Up to 337,000 square miles (872,000 square kilometers) of ice melted along with the Greenland weather event. According to the U.S. National Snow & Ice Data Center (NSIDC), the amount of ice lost in that one day equates to the average amount lost in one week for the same time of year.

Ted Scambos is a senior research scientist at the National Snow and Ice Data Center at the University of Colorado. He said to CNN: “What is going on is not simply a warm decade or two in a wandering climate pattern. This is unprecedented.”

Martin Stendel, a researcher at the Danish Meteorological Institute, told AFP: “This is an extreme event as it may never have happened before.”

The rainfall marked the latest date in the year that above-freezing temperatures had ever been recorded at the summit station.
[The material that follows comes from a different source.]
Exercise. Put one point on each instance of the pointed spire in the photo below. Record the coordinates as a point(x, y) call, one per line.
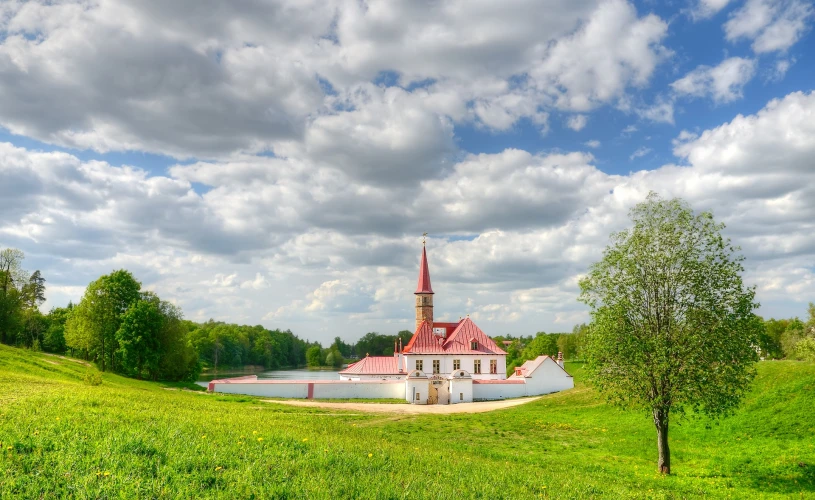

Stendel revealed that in the past 2,000 years, temperatures at the peak have risen above freezing just nine times. Three of those events have been in the past 10 years.

Sea level rise

Here’s Why Greenland’s Record-Breaking Rain Event Is A Huge Deal
Adobe. Do not use without permission. Billions of tons of ice has melted in Greenland.

In 2019, around 532 billion tons of ice melted in Greenland, CNN reports. A heat wave in July resulted in nearly the entire ice sheet’s surface to start melting. This led to a permanent global sea level rise of 1.5mm.

“We are crossing thresholds not seen in millennia, and frankly this is not going to change until we adjust what we’re doing to the air,” said Scambos.

A 2020 study, led by researchers from the Universities of Liège and Oslo, looked at ice melt in Greenland. Researchers found that the melting of the massive ice sheet is projected to contribute to a 10 to 18 centimeter rise in sea levels within the next 80 years. This is 60 percent faster than the previous calculation.

Human impact on the climate crisis

The UN’s Intergovernmental Panel on Climate Change (IPCC) released a report earlier this month that outlined the alarming trajectory of the global climate emergency. 

UN Secretary-General António Guterres said the report must be treated as ‘a code red for humanity’. He added: “The alarm bells are deafening, and the evidence is irrefutable.”

The IPCC Working Group I Co-Chair, Valérie Masson-Delmotte, said the ‘role of human influence on the climate system is undisputed’.